4) JSON Mode and Function Calling Enhancements
Users can now instruct the Gemini Model to output JSON objects. This mode makes it possible to extract structured data from pictures or text. Users can upload any image or video and ask Gemini to output the unstructured data objects into JSON objects.
Gemini 1.5 Pro now supports audio inputs, system instructions, and JSON mode pic.twitter.com/VB22IgDzto
— Phil (@phill__1) April 9, 2024
Google stated that for now users can get started with cURL, and also that Python SDK support will be coming soon to the model. So go ahead, and enjoy extracting data with JSON capabilities.
Gemini’s function-calling abilities have also been enhanced by Google. Reliability can now be increased by choosing modes that restrict the model’s outputs. Select the function itself, the text, or the function call.
Recently, OpenAI’s GPT-4 Turbo Vision model introduced similar JSON and Function Calling abilities which highly leverage it for a variety of developer-related tasks and functions.
5) A New Embedding Model with Improved Performance
Google has released their latest text-embedding model named text-embedding-004, (text-embedding-preview-0409 in Vertex AI) aka Gecko. This model has been released via the Gemini API.
The model outperforms several well-known models such as Mistral-7b and OpenAI’s text-embedding-3- large-256 model on the MTEB benchmarks. MTEB stands for Massive Text Embedding Benchmarks and it is a great metric to evaluate text embedding models based on average word embeddings.

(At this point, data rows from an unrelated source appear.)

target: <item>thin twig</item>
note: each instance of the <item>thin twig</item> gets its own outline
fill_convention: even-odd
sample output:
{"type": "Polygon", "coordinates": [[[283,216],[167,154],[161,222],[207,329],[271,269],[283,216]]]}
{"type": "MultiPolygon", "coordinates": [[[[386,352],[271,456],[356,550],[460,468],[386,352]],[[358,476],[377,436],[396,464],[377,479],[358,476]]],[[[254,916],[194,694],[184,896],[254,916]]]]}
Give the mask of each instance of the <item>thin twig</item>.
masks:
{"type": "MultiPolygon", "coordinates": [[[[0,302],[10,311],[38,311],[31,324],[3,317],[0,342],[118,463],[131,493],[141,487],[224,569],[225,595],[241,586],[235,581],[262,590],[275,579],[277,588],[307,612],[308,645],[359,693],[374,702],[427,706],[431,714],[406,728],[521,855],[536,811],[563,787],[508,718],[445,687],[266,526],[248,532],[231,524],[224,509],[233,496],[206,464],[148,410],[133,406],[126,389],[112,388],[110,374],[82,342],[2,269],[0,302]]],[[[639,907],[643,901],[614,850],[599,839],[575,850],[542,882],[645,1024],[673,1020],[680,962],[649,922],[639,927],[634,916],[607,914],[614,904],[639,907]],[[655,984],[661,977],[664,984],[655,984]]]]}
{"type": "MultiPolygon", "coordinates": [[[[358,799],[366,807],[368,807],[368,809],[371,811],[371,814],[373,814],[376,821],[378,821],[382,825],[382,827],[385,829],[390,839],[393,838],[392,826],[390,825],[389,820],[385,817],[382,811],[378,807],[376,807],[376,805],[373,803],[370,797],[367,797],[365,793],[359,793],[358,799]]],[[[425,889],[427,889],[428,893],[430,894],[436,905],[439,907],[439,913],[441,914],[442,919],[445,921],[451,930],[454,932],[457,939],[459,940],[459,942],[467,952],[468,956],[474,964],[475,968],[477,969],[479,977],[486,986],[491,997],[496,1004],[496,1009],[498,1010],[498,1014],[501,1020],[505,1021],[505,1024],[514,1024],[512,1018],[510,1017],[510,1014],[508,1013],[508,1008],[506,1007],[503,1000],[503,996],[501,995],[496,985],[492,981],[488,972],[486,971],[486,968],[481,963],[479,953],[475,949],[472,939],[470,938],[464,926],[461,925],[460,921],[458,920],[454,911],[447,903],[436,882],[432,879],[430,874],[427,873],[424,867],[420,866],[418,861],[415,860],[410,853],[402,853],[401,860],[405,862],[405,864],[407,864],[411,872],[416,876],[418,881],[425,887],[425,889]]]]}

It achieves a stronger retrieval performance than most models:
Overall, all of these features are just the beginning of 1.5 Pro’s evolution as a high-quality and efficient LLM. Google has promised more improvements in the days to come.
Conclusion
Gemini’s enhanced feature upgrades have tremendous potential to disrupt the field of Generative AI. Several users worldwide have awaited the arrival of these features and now Gemini stands tall in the AI Market leveraged with these enhancements.